Message Format support for localization

translation

(Sam Saffron) #1

For the feature I was working on yesterday, @codinghorror wanted a rather complex sentence.

“There is 1 unread and 9 new topics remaining, or browse other topics in [category]”

This seemingly simple sentence was a royal nightmare to localize with our existing localization system. Think through all the permutations:

“There are 2 unread and 9 new topics remaining, or browse other topics in [category]”
“There are 2 unread and 1 new topic remaining, or browse other topics in [category]”
“There is 1 unread and 1 new topic remaining, or browse other topics in [category]”

Trouble with our current system was that you have no sane way of building these kind of sentences, see: internationalization - Clean pattern for localizing sentences in Rails i18n - Stack Overflow , you can only easily localize one count in a non compound sentence.


To alleviate this I introduce a new mechanism that is available (optionally) client side. The above sentence is localized using:

There {UNREAD, plural, 
   one {is <a href='/unread'>1 unread</a>} 
   other {are <a href='/unread'># unread</a>}
} and {NEW, plural, 
  one {<a href='/new'>1 new</a> topic} 
  other {<a href='/new'># new</a> topics}} remaining, or browse other topics in {catLink}

The client localization file has a special rule, if a key ends with _MF it is interpreted as a MessageFormat message, then to access it on the client you use:

I18n.messageFormat("topic.read_more_in_category_MF", {"UNREAD": unreadTopics, "NEW": newTopics, catLink: opts.catLink})

You can see a few other examples here:

We do not plan at the moment to move to message format style localization everywhere, however it is nice to have this extra bit of flexibility that lets us generate interesting sentences.

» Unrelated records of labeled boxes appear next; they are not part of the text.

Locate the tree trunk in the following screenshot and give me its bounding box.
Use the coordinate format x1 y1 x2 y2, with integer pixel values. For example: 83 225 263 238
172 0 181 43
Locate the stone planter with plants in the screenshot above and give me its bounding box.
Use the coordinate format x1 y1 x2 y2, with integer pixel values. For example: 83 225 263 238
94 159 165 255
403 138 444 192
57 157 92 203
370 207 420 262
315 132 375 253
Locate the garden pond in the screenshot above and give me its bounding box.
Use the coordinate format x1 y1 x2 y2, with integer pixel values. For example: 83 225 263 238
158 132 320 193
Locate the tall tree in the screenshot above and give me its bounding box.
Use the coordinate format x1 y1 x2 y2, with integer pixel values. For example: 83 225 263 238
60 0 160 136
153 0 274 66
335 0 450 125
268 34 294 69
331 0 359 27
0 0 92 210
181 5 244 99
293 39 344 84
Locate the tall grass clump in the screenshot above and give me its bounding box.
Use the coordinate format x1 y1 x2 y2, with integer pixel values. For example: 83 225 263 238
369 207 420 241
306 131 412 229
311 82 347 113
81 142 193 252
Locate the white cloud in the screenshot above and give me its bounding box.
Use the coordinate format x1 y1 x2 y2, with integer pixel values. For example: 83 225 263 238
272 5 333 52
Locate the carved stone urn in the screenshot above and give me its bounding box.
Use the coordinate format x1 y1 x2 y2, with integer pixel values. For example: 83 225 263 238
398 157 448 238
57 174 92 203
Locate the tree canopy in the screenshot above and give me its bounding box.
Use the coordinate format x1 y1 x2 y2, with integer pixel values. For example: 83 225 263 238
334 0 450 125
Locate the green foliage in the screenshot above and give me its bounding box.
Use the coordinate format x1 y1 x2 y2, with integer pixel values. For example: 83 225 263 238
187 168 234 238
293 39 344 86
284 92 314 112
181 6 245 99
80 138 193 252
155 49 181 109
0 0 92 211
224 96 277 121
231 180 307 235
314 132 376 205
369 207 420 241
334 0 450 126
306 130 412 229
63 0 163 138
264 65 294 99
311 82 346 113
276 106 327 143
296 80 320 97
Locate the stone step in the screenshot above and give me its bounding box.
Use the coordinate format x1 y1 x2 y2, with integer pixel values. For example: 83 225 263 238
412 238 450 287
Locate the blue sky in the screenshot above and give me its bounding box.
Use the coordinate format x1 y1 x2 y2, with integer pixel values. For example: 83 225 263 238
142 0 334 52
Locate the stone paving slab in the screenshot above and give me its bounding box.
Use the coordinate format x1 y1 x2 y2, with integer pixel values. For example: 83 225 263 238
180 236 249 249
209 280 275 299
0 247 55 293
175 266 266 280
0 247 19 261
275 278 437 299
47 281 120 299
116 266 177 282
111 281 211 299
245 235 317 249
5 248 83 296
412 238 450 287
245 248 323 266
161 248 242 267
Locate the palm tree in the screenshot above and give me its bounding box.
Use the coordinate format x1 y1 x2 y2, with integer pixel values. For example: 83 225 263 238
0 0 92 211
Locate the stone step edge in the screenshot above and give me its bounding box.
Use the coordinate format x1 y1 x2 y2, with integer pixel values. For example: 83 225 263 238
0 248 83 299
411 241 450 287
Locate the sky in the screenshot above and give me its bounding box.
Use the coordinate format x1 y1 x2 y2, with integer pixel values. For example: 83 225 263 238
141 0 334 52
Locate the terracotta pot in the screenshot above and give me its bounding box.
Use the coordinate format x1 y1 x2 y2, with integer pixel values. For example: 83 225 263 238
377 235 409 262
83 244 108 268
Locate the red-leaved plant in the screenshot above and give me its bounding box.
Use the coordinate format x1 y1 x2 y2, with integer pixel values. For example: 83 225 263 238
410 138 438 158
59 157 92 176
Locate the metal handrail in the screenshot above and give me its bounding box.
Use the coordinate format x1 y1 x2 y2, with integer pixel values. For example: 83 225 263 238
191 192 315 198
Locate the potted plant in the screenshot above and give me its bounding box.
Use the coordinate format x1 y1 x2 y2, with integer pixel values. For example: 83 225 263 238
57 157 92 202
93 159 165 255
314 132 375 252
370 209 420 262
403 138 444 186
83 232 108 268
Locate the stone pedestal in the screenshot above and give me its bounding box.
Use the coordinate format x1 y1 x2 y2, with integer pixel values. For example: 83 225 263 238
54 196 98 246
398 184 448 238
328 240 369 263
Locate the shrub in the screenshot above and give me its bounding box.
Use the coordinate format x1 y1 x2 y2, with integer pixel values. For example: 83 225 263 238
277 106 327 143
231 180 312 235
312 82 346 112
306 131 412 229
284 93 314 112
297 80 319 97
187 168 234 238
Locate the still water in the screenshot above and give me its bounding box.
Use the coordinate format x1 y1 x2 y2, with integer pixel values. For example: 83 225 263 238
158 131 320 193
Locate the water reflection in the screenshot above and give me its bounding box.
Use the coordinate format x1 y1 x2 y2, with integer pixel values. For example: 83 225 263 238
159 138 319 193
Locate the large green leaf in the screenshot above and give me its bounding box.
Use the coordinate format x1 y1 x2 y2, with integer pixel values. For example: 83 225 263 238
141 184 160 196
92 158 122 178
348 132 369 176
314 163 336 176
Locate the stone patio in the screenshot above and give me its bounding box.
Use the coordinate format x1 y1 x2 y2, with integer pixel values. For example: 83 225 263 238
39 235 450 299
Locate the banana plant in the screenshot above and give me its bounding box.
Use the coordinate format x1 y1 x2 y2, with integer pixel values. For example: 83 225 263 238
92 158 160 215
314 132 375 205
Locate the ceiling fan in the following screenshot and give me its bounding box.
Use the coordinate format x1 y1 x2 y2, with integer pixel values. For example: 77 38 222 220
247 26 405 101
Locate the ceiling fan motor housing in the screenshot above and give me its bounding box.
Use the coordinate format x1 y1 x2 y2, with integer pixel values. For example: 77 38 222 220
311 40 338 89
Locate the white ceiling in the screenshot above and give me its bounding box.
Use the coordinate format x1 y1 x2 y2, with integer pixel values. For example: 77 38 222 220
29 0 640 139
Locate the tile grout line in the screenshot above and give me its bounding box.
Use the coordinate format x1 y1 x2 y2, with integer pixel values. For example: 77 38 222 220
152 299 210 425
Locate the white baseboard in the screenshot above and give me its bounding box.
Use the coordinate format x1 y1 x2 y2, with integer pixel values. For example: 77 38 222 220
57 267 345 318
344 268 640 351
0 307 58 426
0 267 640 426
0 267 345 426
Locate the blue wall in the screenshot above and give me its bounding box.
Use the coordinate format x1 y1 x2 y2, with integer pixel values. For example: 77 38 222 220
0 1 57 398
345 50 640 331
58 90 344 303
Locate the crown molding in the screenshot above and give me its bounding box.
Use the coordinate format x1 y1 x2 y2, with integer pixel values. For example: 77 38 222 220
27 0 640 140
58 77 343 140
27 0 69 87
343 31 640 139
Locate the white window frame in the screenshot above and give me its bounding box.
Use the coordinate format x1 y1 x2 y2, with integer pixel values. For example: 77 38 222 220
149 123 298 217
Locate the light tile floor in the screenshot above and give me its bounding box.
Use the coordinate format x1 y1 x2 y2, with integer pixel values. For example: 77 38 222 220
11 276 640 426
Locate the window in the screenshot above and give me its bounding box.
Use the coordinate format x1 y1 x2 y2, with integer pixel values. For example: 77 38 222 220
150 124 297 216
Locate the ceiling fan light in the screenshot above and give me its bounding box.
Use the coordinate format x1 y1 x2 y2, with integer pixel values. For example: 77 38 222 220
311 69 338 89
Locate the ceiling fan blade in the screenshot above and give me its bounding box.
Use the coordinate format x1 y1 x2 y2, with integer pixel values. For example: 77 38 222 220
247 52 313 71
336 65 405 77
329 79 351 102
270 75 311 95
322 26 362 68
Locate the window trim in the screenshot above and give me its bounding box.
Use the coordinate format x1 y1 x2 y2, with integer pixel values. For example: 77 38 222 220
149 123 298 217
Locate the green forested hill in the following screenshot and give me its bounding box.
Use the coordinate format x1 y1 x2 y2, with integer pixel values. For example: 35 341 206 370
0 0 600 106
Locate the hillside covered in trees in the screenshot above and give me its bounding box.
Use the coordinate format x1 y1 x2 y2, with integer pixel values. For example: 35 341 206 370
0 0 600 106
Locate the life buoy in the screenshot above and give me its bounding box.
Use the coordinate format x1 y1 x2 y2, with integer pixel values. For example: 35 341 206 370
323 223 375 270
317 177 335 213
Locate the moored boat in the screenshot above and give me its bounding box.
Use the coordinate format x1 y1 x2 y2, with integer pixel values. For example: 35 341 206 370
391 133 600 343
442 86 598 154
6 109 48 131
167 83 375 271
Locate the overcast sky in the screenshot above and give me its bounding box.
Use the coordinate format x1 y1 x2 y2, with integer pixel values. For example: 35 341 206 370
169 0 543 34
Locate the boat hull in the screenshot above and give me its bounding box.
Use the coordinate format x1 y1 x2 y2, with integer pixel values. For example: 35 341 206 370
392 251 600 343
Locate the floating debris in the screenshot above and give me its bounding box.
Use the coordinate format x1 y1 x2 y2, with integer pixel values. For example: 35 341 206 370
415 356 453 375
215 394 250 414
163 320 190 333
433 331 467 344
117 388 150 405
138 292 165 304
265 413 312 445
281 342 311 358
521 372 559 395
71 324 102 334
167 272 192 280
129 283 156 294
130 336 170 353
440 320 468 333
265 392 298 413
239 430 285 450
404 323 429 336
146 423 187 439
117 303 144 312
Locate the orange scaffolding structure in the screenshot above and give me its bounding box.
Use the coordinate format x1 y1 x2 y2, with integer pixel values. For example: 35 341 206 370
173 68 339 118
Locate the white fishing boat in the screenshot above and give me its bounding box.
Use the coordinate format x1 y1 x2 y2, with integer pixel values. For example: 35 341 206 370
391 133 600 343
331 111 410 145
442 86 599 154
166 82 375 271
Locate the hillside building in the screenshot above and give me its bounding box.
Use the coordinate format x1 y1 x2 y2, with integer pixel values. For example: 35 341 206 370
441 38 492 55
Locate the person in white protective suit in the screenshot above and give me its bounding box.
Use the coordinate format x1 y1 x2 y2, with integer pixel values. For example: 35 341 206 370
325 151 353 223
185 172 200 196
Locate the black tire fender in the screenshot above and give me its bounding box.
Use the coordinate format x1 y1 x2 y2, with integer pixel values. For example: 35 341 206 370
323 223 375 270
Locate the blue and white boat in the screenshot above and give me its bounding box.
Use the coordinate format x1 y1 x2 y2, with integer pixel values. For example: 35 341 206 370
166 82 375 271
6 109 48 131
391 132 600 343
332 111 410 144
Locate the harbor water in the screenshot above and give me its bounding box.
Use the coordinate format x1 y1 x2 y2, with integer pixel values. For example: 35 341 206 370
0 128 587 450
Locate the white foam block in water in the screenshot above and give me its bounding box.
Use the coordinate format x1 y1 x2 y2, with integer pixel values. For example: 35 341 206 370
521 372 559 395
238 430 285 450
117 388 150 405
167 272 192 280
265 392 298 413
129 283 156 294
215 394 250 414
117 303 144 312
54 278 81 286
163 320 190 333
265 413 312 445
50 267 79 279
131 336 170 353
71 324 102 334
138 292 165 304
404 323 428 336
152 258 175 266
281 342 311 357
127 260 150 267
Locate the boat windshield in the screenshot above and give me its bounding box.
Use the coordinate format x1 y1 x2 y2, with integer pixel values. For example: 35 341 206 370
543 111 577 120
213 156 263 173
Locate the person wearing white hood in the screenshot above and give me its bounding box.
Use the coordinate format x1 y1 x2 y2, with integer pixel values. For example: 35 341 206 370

On a technical note, this feature adds almost no weight to the client side JavaScript, all message format strings are pre-compiled into a JavaScript function with no external dependencies. The tricks used can be viewed here: discourse/js_locale_helper.rb at master · discourse/discourse · GitHub


1 minute Message Format primer

f = "hello"
f() => "hello"

f = "hello {WORLD}"
f(WORLD: "world") => "hello world" 
f(WORLD: "other world") => "hello other world" 

f = "I have {HATS, plural, one {one hat} other {# hats}}"
f(HATS: 1) => "I have one hat"
f(HATS: 10) => "I have 10 hats" 

f = "I am a {GENDER, select, male {boy}, female {girl}}"
f(GENDER: "male") => "I am a boy"
f(GENDER: "female") => "I am a girl"

Our plan for now is to use this strategically, however it is worth noting that this gives more flexibility in localization, for example in czech, the plural form is rather interesting as @kuba could attest :

MessageFormat.locale.cs = function (n) {
  if (n == 1) {
    return 'one';
  }
  if (n == 2 || n == 3 || n == 4) {
    return 'few';
  }
  return 'other';
};

Message Format supports this fine, built in.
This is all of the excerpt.